What's the best option for working with large PDFs?

I need help to accelerate a workflow. I’m doing research for a project that requires me to have numerous PDFs open simultaneously. Because the PDFs display Japanese characters, they can be quite large, from 200MB to larger than 1GB. I’m currently using a 2021 MacBook Pro with an Apple M1 Max processor, and it’s struggling once I have more than 5 or so PDFs open. I’m opening the PDFs using Adobe Acrobat Pro DC 2022. It’s not a problem to switch between Acrobat and MS Office apps quickly, but scrolling and searching through the PDFs can get really slow.

Does anyone have a similar experience? Any recommendations for making my workflow go quickly and smoothly? Use other software to open, search and read the PDFs? Buy a new Apple desktop with an M2 Ultra processor and more than 64GB of memory? I can’t downsize the PDFs, since it would degrade the quality of the Japanese characters.

I don’t think Japanese text as such should cause file sizes to be so huge.
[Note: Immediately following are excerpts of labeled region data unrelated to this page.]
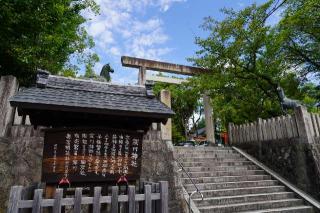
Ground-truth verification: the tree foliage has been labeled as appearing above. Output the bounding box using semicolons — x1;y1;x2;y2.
0;0;98;84
100;63;114;82
154;83;200;142
191;0;319;124
277;0;320;77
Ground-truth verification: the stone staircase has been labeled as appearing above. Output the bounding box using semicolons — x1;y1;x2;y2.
175;147;313;213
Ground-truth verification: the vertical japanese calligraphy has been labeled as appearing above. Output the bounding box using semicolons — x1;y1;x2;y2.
42;129;142;183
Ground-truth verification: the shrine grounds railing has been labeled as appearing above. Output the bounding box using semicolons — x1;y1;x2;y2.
228;107;320;144
7;181;168;213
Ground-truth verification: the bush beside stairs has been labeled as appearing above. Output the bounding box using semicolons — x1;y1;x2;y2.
175;147;314;213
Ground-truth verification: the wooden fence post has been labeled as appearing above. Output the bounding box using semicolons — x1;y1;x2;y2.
111;186;119;213
228;123;234;144
74;188;82;213
144;185;152;213
32;189;43;213
7;186;23;213
294;106;314;143
160;181;168;213
128;186;136;213
93;187;101;213
52;189;63;213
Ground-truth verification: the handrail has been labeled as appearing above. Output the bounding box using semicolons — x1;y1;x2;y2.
177;159;203;213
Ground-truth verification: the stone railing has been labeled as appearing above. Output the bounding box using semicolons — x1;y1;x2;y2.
228;107;320;144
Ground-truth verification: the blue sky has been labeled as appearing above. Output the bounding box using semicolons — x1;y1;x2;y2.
85;0;279;84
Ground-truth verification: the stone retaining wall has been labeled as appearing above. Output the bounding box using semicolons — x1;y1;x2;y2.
141;130;185;213
236;139;320;201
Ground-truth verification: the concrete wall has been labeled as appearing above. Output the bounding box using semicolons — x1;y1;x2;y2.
141;130;185;213
236;139;320;201
0;126;43;212
0;75;18;137
229;107;320;201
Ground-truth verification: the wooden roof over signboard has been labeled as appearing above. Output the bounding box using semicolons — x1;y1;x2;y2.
10;70;174;129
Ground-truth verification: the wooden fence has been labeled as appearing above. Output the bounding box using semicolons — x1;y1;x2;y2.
228;107;320;143
7;181;168;213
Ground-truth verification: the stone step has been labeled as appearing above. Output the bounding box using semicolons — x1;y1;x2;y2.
193;192;295;207
181;170;265;178
184;165;259;172
178;156;245;163
199;198;303;213
241;206;314;213
177;152;242;159
182;175;271;184
190;186;285;199
181;160;255;167
184;180;279;191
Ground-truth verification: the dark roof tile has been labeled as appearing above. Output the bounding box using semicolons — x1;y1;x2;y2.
11;75;174;118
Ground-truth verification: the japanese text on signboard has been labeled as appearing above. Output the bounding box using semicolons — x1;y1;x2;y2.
42;129;142;182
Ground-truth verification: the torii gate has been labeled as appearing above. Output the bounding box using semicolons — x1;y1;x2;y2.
121;56;215;143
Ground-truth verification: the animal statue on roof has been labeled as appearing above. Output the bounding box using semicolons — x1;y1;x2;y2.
277;85;303;113
100;63;114;82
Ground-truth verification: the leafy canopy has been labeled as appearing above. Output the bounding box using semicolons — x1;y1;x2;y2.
191;0;320;124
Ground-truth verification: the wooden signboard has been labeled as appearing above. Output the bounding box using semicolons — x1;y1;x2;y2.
42;128;142;183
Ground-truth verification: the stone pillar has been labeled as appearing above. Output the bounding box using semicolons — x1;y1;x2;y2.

Is there a url where we can look at one?

Sorry, can’t do that. It’s why I’m looking for options involving either different software or hardware.

Can you do some system performance analysis while this is happening to help us identify the bottleneck? Can you tell if CPU is maxed? Or I/O? Or RAM? Otherwise we’ll just be guessing about how to fix it.

You could start by opening Activity Monitor, enabling the CPU history window (we have to see individual cores, not just the aggregate), and sharing what else is visible under the CPU, Disk, and Memory tabs.

Just try some other software and see what works best? Preview (of course), Skim (lightweight, fast, free), PDF Expert, DEVONthink. I never use Adobe for PDFs as it always seems slower and less useful than the other options.

Another thought: perhaps you could split the PDFs into smaller sections, like by chapter or whatever. Presumably any app you choose would handle them better in that form.

1 Like

A very common reason that pdf files become especially large is graphics. I suspect given how consistent the problem appears to be with the files using Japanese characters, that those characters are in fact graphic. The size problem can be appreciably worse if the document is not in the latest version of pdf formatting (now Version 10 I believe)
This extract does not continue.